If we persist

What you have exists in the present, but what you hope for exists only in the future.*
(Erwin McManus)

We’re only as much as what we can give to others.**
(Hugh Macleod)

Faith may sound like a religious word, but it isn’t.

It’s definitely human, the ability to see something that exists in the future and to bring that future into the present.

As I’m pondering it today, to see who we can be and what we can make happen.

We can often make things complicated (“I don’t want to talk about it; it’s complicated”) but this will ask us to move into complexity: connecting to one another and to the world and universe and, yes, ourselves.

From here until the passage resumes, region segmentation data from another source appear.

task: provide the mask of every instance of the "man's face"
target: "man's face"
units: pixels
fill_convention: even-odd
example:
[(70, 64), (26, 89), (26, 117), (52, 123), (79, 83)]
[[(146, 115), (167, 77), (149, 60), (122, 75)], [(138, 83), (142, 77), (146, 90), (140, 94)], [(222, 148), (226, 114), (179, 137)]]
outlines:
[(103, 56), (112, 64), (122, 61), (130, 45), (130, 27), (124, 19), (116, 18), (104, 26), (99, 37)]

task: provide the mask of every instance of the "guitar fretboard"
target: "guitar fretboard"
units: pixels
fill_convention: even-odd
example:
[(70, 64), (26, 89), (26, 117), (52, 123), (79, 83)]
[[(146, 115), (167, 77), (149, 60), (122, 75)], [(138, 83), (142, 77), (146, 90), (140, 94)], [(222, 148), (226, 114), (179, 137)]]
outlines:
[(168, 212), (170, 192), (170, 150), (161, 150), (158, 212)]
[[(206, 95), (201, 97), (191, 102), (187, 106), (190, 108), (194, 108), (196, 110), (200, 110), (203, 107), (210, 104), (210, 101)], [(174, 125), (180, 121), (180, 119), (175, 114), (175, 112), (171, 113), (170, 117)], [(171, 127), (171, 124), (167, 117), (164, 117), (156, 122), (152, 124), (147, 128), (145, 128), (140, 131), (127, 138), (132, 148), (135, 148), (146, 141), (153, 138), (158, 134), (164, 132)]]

Because after doing all the interconnecting with everything around us, we are not the same people.

It will not be easy, it may take a lifetime: we must persist.

Don’t give up becoming.

It’s worth everything.

(*From Erwin McManus’ The Way of the Warrior.)
(**From gapingvoid’s eBook: Love in the Time of Coronavirus 2.)

The shores of the universe

The way we store energy is through our desires, values, passions, hopes, dreams, and aspirations, and ultimately our greatest capacity for energy storage is through what we love.*
(Erwin McManus)

Yes, there’s a great deal of resistance to what you offer, but the same universe containing the Higgs boson, galaxies and black holes also produced the beauty of your imagination, the possibilities only you can dream of:

when it’s over,
I want to say: all my life
I was a bride married to amazement,
I was a bridegroom, taking the world into my arms.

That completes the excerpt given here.